At last I find myself back in my own living room with my wife, the family of my choice. I have lived in Norma, New Jersey three times as long as anyplace somebody might call "home." But this is not home either. It is not seasoned with primal memory. It is not familiar in any deep sense of the word.

Our society is mythically transient. In the 1800s our country's mobile dynamic was defined by a single compass direction, West. The adventurous were called to leave by slow and cumbersome means for a vague life somewhere toward the sunset. Trains defined the dynamic of our nation by the early 1900s, cars replaced them in the middle portion of the century, and jets in the later. We were not simply mobile, but the direction of our mobility became discretionary, unguided by even a rail, and eventually even by a road or ground on which to build it. in the 2000s our dynamic is even less definable. Our mobility is virtual, even global, finding paths via satelites in orbit. Using the internet, it is normal to travel all over the world to instantly message the person in the next room.

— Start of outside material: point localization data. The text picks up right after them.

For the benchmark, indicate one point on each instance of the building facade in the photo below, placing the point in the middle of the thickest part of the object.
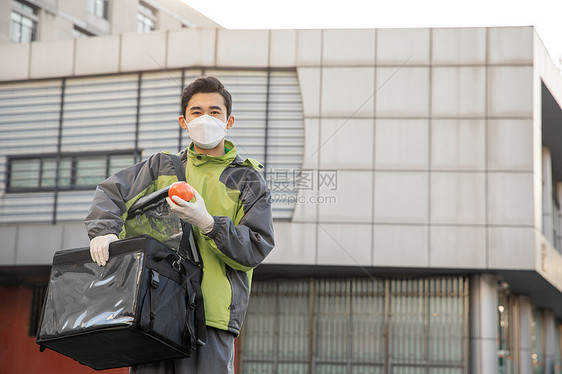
(23, 21)
(414, 177)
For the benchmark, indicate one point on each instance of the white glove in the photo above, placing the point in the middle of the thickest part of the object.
(194, 213)
(99, 248)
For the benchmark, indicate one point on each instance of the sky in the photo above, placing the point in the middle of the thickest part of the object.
(545, 15)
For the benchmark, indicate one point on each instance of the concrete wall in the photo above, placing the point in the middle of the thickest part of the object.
(432, 133)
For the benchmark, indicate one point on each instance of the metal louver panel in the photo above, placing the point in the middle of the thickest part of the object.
(135, 111)
(29, 123)
(353, 326)
(159, 110)
(100, 113)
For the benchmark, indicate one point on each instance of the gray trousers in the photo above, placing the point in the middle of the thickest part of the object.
(215, 357)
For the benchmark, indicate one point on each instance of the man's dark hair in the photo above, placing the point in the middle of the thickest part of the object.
(205, 84)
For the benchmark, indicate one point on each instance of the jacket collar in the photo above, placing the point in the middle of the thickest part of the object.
(200, 159)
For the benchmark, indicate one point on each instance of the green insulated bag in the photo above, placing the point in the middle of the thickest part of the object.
(141, 307)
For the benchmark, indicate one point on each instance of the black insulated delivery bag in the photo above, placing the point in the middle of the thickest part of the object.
(139, 308)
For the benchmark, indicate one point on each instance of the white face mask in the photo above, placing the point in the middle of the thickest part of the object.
(206, 131)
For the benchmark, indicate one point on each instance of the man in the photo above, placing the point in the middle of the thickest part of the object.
(231, 216)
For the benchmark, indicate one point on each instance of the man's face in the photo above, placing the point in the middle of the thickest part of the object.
(206, 103)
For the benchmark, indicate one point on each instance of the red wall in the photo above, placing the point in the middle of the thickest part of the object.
(18, 351)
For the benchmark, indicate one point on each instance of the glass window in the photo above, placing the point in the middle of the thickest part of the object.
(98, 8)
(90, 171)
(78, 33)
(332, 325)
(146, 18)
(23, 23)
(120, 162)
(25, 173)
(74, 171)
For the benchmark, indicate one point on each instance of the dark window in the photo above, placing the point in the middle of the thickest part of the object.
(146, 18)
(37, 298)
(98, 8)
(23, 23)
(79, 33)
(75, 171)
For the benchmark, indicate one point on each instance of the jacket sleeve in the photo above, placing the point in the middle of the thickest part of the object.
(118, 192)
(245, 245)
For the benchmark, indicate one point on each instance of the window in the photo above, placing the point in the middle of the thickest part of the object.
(79, 33)
(356, 325)
(146, 18)
(23, 23)
(98, 8)
(105, 113)
(75, 171)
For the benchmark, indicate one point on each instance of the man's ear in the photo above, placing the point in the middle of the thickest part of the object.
(183, 124)
(230, 122)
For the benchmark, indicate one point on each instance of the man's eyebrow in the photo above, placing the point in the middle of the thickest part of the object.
(195, 107)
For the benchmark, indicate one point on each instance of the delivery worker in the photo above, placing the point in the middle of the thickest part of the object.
(230, 213)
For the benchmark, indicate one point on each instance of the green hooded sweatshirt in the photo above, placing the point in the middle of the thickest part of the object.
(237, 197)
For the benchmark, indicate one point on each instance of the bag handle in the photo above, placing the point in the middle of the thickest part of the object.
(178, 166)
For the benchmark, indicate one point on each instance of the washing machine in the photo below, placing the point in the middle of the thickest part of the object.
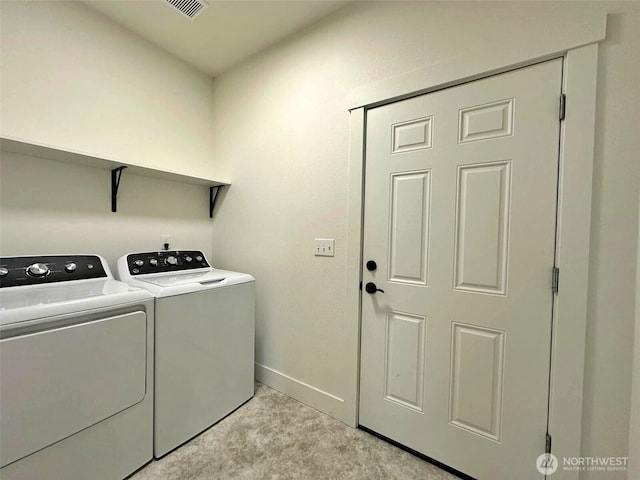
(76, 370)
(204, 340)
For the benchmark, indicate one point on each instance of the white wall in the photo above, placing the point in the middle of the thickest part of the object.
(281, 131)
(72, 79)
(634, 424)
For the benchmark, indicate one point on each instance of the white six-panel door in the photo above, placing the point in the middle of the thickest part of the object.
(460, 218)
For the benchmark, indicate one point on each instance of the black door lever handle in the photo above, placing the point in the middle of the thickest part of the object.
(371, 288)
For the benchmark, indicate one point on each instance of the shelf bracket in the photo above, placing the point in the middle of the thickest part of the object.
(213, 195)
(116, 173)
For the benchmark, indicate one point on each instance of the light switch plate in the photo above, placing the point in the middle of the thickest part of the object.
(325, 247)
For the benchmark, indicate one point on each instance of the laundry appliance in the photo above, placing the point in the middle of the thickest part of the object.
(204, 340)
(76, 370)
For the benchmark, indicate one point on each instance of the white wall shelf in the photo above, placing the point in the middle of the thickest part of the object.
(116, 168)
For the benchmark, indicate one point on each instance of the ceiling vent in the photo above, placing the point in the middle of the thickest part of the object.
(190, 8)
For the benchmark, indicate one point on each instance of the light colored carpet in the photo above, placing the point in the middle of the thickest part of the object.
(275, 437)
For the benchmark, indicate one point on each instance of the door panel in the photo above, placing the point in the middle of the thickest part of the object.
(460, 205)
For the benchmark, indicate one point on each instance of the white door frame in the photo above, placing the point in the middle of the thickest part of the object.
(574, 209)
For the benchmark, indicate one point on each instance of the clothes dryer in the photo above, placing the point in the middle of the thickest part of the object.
(204, 340)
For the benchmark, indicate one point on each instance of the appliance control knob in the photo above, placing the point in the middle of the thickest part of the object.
(38, 270)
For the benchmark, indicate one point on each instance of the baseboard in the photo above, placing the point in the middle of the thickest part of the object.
(303, 392)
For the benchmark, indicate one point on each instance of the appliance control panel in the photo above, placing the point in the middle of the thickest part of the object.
(165, 261)
(37, 270)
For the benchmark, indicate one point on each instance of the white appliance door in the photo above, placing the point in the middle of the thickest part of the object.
(460, 216)
(204, 360)
(54, 383)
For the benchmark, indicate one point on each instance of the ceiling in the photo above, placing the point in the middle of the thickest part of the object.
(222, 34)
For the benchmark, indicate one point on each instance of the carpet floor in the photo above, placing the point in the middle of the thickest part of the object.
(275, 437)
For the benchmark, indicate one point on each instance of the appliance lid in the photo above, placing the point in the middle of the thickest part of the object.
(18, 304)
(208, 276)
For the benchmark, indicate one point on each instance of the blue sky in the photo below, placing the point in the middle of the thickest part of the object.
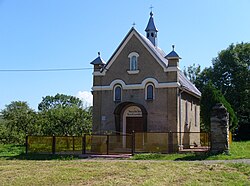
(47, 34)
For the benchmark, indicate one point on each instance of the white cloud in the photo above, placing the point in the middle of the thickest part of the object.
(86, 97)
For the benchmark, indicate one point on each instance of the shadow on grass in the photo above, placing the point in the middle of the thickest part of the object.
(198, 157)
(32, 156)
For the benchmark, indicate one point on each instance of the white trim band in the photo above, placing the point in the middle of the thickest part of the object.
(136, 86)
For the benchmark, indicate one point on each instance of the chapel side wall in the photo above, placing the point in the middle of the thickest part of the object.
(96, 118)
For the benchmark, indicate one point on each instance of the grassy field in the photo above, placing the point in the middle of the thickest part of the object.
(16, 168)
(120, 172)
(238, 150)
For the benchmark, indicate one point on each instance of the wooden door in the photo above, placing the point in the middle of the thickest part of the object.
(134, 124)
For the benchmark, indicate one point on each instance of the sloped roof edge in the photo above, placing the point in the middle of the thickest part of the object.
(145, 41)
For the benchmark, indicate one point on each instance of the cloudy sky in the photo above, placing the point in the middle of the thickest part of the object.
(63, 34)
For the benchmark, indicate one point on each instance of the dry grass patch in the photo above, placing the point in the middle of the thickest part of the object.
(103, 172)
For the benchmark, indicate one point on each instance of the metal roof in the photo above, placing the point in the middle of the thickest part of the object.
(157, 51)
(172, 55)
(98, 60)
(186, 84)
(151, 25)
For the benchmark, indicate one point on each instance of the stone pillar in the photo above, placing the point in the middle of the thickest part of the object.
(219, 129)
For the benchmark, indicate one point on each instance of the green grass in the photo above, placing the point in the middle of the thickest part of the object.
(113, 172)
(17, 152)
(238, 150)
(17, 168)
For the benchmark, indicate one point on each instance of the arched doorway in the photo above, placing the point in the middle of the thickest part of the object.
(132, 120)
(130, 117)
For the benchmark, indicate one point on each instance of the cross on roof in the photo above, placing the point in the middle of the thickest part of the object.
(151, 8)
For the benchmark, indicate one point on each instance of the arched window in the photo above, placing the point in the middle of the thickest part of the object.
(149, 92)
(117, 93)
(133, 61)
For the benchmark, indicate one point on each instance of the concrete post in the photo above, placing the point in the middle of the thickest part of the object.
(219, 129)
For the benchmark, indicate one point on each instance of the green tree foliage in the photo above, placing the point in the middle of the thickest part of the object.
(211, 96)
(59, 100)
(230, 73)
(64, 115)
(18, 119)
(192, 72)
(58, 115)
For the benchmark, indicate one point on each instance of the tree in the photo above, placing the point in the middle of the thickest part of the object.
(211, 96)
(64, 115)
(59, 100)
(231, 75)
(18, 121)
(192, 72)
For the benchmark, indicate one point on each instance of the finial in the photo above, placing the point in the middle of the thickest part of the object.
(151, 8)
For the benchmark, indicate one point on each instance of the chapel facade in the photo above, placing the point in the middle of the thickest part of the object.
(142, 89)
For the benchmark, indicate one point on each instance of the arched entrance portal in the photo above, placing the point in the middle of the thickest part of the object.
(132, 120)
(130, 117)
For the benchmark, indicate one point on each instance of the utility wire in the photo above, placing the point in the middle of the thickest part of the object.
(45, 70)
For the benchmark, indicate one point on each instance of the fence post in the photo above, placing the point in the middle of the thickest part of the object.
(107, 144)
(84, 144)
(133, 143)
(53, 144)
(26, 144)
(73, 138)
(170, 142)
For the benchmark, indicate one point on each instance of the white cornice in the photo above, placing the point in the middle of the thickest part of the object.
(136, 86)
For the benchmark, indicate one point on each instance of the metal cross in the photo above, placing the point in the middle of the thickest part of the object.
(151, 7)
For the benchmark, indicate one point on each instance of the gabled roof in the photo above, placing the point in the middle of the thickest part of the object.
(151, 24)
(187, 85)
(157, 53)
(172, 55)
(98, 60)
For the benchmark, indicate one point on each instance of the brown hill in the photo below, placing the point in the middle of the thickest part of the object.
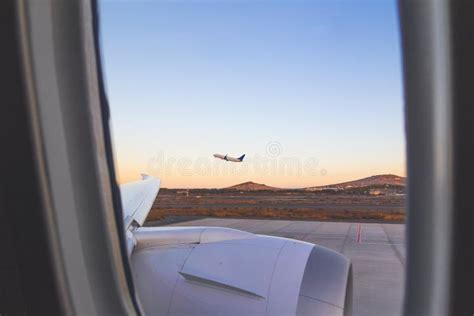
(251, 186)
(378, 180)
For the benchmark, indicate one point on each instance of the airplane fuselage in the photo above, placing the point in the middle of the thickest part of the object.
(227, 158)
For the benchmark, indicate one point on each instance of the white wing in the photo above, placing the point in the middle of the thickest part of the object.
(137, 199)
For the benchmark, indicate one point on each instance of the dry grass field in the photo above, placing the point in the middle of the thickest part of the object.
(290, 204)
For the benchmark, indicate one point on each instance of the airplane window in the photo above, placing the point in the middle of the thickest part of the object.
(261, 154)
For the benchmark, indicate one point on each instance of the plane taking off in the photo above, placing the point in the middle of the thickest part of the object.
(227, 158)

Hence, our matrices are dissipating to create understanding between peoples of vastly different matrices. We no longer work a single job for life, and moving is part of the plan. No wonder real-estate ostentation led our nation to economic collapse. We could not expect home to be comforting. We had no lapsing time to invest in our home's atmosphere, its memory matrix, so we substituted with appeal. But no one can afford enough appeal to make up for belonging.

Our retirement is an "individual" retirement account, not a group pension plan. We don't have homes, we have home pages and we can access them anywhere. Many have completely given up a home phone for a mobile phone. Gone is the geography, the architecture, even the atmosphere of home. Associations are all that remain. Those associations, my associations, are ever shrinking, ever more conected not to my surroundings but to my person.

This may explain my predelictions in clothing. I am inclined to comfort. My clothes do not express something I want to exude, but a place I want to exist, to be. Like home, my clothing design becomes my most intimate architecture, its ornimentaion, my atmosphere. My appearance becomes my hospitality. By wearing what I prefer, I invite others into my home. Others' responses to my appearance become judgements not just on how I look, but on how I live, what makes me belong.

Likely, the rest of my life will be shaped by an unintentional search for home. I am saddened by the truth that I may never find it. I have nothing upon which to base a sense of arrival, no reason to sigh with relief, pursuing an elusive contentment. I am jealous of those who have life-long friends. I walk into no place and unresevedly belong. I have jokingly said that heaven will be a library, but I don't really think that. Heaven will be home.